To determine effectiveness of G. biloba vs placebo in reducing the incidence of all-cause dementia and Alzheimer disease (AD) in elderly individuals with normal cognition and those with mild cognitive impairment (MCI).
Randomized, double-blind, placebo-controlled clinical trial conducted in 5 academic medical centers in the United States between 2000 and 2008 with a median follow-up of 6.1 years. Three thousand sixty-nine community volunteers aged 75 years or older with normal cognition (n = 2587) or MCI (n = 482) at study entry were assessed every 6 months for incident dementia.
Twice-daily dose of 120-mg extract of G. biloba (n = 1545) or placebo (n = 1524).
Incident dementia and AD determined by expert panel consensus.
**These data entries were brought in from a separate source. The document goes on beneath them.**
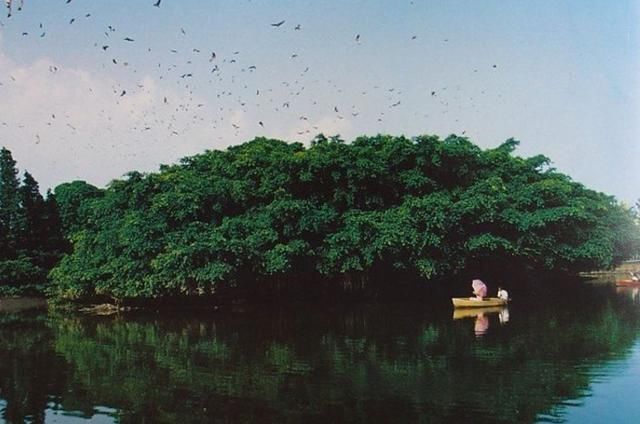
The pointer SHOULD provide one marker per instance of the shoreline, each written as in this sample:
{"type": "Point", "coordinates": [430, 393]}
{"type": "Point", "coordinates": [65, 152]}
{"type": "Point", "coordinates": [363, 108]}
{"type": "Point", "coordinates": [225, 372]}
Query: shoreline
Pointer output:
{"type": "Point", "coordinates": [19, 303]}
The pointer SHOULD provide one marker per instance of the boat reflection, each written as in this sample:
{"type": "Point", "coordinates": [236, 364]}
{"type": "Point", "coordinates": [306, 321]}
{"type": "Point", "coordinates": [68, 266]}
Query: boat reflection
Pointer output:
{"type": "Point", "coordinates": [481, 315]}
{"type": "Point", "coordinates": [632, 292]}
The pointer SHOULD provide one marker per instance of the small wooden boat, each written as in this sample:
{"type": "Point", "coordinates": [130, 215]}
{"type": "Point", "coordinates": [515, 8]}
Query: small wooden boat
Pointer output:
{"type": "Point", "coordinates": [465, 302]}
{"type": "Point", "coordinates": [627, 283]}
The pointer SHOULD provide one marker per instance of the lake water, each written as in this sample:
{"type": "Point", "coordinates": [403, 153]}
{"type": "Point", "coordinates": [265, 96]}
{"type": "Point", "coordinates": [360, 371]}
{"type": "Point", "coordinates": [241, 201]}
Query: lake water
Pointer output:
{"type": "Point", "coordinates": [571, 358]}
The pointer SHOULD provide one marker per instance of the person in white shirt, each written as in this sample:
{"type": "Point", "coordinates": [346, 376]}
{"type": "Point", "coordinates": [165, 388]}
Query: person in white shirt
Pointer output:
{"type": "Point", "coordinates": [502, 294]}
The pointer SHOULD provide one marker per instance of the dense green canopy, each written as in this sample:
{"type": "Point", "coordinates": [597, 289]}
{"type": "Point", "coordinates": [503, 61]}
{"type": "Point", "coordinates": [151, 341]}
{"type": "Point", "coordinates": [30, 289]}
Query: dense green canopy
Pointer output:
{"type": "Point", "coordinates": [31, 240]}
{"type": "Point", "coordinates": [270, 211]}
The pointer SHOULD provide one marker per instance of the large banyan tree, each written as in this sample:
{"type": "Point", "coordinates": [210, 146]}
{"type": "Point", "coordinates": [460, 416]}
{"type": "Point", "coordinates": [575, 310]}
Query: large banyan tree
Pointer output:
{"type": "Point", "coordinates": [268, 211]}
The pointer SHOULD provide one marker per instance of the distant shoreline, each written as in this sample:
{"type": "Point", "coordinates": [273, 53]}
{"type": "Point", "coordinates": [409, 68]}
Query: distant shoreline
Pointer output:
{"type": "Point", "coordinates": [17, 304]}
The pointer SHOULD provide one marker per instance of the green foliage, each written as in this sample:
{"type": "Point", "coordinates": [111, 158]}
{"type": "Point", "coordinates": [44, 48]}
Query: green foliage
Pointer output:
{"type": "Point", "coordinates": [31, 241]}
{"type": "Point", "coordinates": [269, 211]}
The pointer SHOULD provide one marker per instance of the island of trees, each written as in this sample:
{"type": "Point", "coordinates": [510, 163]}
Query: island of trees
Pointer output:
{"type": "Point", "coordinates": [268, 214]}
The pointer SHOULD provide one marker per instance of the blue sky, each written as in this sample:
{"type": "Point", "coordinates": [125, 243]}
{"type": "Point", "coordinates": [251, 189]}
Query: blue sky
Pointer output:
{"type": "Point", "coordinates": [560, 76]}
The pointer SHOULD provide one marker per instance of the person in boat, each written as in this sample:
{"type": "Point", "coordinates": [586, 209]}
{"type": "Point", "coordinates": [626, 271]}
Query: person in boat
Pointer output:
{"type": "Point", "coordinates": [503, 294]}
{"type": "Point", "coordinates": [479, 289]}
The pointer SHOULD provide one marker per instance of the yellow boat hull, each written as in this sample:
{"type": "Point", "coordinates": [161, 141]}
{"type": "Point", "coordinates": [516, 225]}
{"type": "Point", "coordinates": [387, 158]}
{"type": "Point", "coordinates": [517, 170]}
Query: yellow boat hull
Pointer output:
{"type": "Point", "coordinates": [465, 302]}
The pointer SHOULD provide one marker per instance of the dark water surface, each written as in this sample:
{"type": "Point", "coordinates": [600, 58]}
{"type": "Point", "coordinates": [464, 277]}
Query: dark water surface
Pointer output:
{"type": "Point", "coordinates": [571, 358]}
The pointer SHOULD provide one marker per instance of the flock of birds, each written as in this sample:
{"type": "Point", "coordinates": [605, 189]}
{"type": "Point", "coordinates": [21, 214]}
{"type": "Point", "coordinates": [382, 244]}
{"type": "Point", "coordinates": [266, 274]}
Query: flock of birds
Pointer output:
{"type": "Point", "coordinates": [228, 78]}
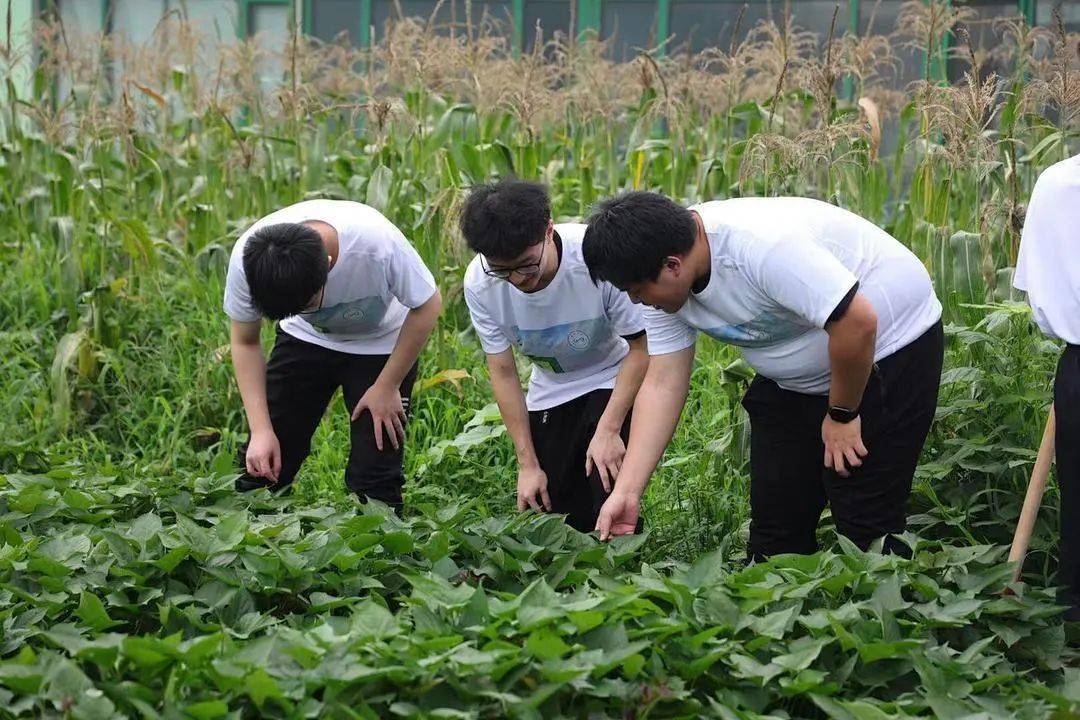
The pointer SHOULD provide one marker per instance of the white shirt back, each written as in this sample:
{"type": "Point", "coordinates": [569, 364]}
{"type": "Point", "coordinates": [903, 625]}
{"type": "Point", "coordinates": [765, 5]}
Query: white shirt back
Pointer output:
{"type": "Point", "coordinates": [1048, 268]}
{"type": "Point", "coordinates": [377, 277]}
{"type": "Point", "coordinates": [571, 329]}
{"type": "Point", "coordinates": [781, 266]}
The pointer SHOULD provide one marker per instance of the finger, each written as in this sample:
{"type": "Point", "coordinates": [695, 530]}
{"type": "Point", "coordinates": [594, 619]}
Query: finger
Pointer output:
{"type": "Point", "coordinates": [389, 436]}
{"type": "Point", "coordinates": [391, 431]}
{"type": "Point", "coordinates": [532, 502]}
{"type": "Point", "coordinates": [603, 471]}
{"type": "Point", "coordinates": [275, 463]}
{"type": "Point", "coordinates": [377, 428]}
{"type": "Point", "coordinates": [400, 430]}
{"type": "Point", "coordinates": [359, 409]}
{"type": "Point", "coordinates": [852, 458]}
{"type": "Point", "coordinates": [604, 526]}
{"type": "Point", "coordinates": [838, 463]}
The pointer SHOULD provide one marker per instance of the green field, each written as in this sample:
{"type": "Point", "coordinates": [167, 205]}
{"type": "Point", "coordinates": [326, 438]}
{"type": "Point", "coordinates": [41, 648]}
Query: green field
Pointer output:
{"type": "Point", "coordinates": [135, 582]}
Five hundred twenty-three individuals developed dementia (246 receiving placebo and 277 receiving G. biloba) with 92% of the dementia cases classified as possible or probable AD, or AD with evidence of vascular disease of the brain. Rates of dropout and loss to follow-up were low (6.3%), and the adverse effect profiles were similar for both groups. The overall dementia rate was 3.3 per 100 person-years in participants assigned to G. biloba and 2.9 per 100 person-years in the placebo group. The hazard ratio (HR) for G. biloba compared with placebo for all-cause dementia was 1.12 (95% confidence interval [CI], 0.94-1.33; P = .21) and for AD, 1.16 (95% CI, 0.97-1.39; P = .11). G. biloba also had no effect on the rate of progression to dementia in participants with MCI (HR, 1.13; 95% CI, 0.85-1.50; P = .39).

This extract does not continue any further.